Just the other day I posted a new piece of work. I commented that I wasn’t sure if it was finished. Today, I went to the edge of the abyss, as Carla O’Connor would say: I completely covered one side of my paper quilt with white, so I would have to repaint it. This is the kind of risk that, O’Connor teaches, actually encourages us to grow as artists. It’s when we “let go” of the product, of being afraid to ruin the piece as it is so far, and just get lost in the process. It’s very freeing.

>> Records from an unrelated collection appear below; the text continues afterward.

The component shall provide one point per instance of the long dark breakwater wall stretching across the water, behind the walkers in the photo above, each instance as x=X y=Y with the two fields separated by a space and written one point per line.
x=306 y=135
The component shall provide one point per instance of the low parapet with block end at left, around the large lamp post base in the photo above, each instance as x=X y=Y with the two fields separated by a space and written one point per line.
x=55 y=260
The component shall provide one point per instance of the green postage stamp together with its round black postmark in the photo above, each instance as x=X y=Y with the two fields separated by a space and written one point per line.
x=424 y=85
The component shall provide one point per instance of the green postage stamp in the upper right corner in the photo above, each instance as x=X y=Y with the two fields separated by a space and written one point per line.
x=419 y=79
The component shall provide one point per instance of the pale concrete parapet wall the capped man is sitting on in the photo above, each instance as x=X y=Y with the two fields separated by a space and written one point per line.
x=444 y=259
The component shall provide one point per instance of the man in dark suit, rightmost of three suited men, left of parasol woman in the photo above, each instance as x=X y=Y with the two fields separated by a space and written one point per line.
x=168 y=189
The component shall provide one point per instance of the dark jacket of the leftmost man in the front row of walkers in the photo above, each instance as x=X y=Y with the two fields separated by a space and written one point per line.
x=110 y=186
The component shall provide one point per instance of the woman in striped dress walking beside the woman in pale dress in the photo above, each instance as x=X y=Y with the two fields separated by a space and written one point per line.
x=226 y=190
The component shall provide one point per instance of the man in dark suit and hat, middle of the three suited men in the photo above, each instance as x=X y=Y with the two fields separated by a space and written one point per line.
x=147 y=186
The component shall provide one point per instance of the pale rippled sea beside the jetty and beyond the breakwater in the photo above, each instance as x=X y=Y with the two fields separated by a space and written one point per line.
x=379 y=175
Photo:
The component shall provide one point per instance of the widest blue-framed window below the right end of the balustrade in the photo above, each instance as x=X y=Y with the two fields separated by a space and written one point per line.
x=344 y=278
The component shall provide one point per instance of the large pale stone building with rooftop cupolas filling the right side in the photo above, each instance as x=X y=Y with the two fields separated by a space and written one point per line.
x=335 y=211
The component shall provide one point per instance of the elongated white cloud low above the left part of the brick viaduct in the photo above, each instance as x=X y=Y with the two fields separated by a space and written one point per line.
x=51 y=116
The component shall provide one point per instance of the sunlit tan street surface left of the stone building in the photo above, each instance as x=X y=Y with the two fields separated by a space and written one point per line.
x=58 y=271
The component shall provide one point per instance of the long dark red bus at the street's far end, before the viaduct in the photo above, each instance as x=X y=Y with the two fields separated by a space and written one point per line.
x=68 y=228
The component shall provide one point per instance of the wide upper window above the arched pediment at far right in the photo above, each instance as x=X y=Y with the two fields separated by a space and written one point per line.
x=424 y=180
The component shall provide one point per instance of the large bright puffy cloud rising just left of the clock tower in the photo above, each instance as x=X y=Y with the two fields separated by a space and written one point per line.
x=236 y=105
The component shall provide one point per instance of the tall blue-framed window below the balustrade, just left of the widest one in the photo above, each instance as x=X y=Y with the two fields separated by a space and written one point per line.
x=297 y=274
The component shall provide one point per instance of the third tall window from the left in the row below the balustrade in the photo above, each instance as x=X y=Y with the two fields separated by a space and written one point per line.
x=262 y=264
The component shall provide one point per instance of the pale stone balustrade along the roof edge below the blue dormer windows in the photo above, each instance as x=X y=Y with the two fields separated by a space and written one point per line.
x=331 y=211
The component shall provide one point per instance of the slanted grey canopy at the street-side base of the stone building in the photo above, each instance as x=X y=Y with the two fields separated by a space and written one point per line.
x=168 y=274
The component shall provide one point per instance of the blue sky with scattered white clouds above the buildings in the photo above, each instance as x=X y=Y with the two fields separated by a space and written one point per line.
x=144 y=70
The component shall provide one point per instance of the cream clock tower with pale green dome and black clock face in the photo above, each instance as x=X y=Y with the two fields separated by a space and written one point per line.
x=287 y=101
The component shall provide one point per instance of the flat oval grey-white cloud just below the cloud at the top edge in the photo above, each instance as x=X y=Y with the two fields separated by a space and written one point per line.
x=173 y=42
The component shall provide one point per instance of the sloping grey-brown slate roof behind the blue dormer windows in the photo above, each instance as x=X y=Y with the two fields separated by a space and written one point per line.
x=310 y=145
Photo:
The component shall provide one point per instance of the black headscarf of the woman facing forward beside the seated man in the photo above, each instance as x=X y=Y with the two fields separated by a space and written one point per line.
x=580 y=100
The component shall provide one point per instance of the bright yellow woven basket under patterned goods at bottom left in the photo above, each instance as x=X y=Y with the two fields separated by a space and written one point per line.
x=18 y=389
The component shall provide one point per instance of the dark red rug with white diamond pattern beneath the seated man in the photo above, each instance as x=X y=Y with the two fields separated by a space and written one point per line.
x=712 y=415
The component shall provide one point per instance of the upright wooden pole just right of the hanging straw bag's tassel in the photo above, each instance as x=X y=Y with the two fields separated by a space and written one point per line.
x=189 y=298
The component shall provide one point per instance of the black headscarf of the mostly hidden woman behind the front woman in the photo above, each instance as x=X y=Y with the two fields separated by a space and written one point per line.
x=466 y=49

We push ourselves to learn by capitalizing on our “mistakes.” We might even make them on purpose! We might cover up a problem area, or an area that just doesn’t sing. We might get really brave and paint out a great area, or add a color somewhere that we are sure will not work with the surrounding colors. Adding or subtracting such elements with a flourish can add to the drama, and make it exhilarating, as opposed to terrifying. Then we have to solve the conundrums we have created. We have challenged ourselves, dared ourselves by throwing down our own gauntlet. Next, we have to pick it up. ACCEPT that challenge! Accept it from the inside out, letting our intuition inform our hands, feeling the energy flow. When the flow lessens or subsides, we summon our analytical mind, study what we have done according to the elements and principles of design.
It’s a great strategy. Our mistakes are not cause for despair about our artistic ability. They are our impetus for improvement, our opportunities for invoking creativity and originality!